D'abord la préservation de l'emploi au sein d'un opérateur ferroviaire public. Nous sommes prêts, pour lever le risque, à prendre des engagements auprès de la Commission en faveur de la solution envisagée, qui a été présentée aux organisations représentatives du personnel, consistant à maintenir 90 % des emplois dans une structure publique de fret ferroviaire qui succéderait à Fret SNCF dans une « discontinuité raisonnable ».

Le deuxième axe est de garder un opérateur ferroviaire public, non pas dans sa structure actuelle – d'où le terme de « discontinuité » –, mais dans le sens où son capital restera très majoritairement public. Je crois que de nombreux acteurs – clients, chargeurs, autres opérateurs de fret privés – ne souhaitent pas que disparaisse, avec l'opérateur de fret ferroviaire public, une référence essentielle pour l'organisation, la structuration et la visibilité du fret ferroviaire. Pour des raisons de principe, de valeurs, mais aussi d'efficacité écologique et économique, je suis convaincu que nous avons besoin d'un tel opérateur.

Le troisième axe est d'éviter le report modal inversé, ce qui nécessite que l'on puisse continuer d'investir dans le secteur du fret ferroviaire, y compris public. Parmi les aides supplémentaires que je propose que figurent les aides au wagon isolé, ce que l'on appelle les « trains mutualisés » et la « gestion capacitaire », qu'il faut continuer à soutenir. Il serait absurde de mettre en danger le secteur du fret ferroviaire au moment où la Commission européenne travaille au Pacte vert et où la France œuvre pour la transition écologique.

Ces trois conditions supposent certes des efforts. La direction de Fret SNCF les a détaillés en toute transparence aux instances représentatives du personnel. Certaines activités devront être cédées, pour environ 20 % du chiffre d'affaires actuel. Des personnes devront quitter la structure actuelle mais j'ai demandé au PDG de la SNCF de veiller à ce qu'une solution soit trouvée pour tout le monde au sein du groupe. Et, puisque nous anticipons un développement du fret ferroviaire dans les années à venir, y compris pour l'opérateur public, les personnes qui ont travaillé pour Fret SNCF bénéficieront d'une priorité d'emploi.

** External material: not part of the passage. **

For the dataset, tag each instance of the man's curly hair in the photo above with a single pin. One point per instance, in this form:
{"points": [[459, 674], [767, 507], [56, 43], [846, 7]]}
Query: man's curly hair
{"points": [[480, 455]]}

Le dossier est compliqué et la décision difficile à prendre. La vision d'ensemble doit porter sur le développement du fret ferroviaire public et non pas sur la procédure, dont j'ose espérer qu'elle n'est qu'un épisode, si difficile soit-il. Nous devons surmonter celui-ci pour ne pas gâcher le développement du fret ferroviaire public, sur le plan social, écologique et industriel. Choisir la procrastination, céder à la facilité de laisser la procédure se dérouler pendant deux ans, serait certes plus confortable. Je crois cependant que l'opération de discontinuité dans le cadre ainsi défini et avec les lignes rouges que j'ai rappelées est un choix responsable. Nous l'accompagnons d'un plan d'investissement majeur, pour donner rapidement des perspectives garanties à l'opérateur de fret ferroviaire public et à l'ensemble du secteur, et d'un soutien financier validé par la Commission européenne pour le développement du fret ferroviaire dans les années qui viennent.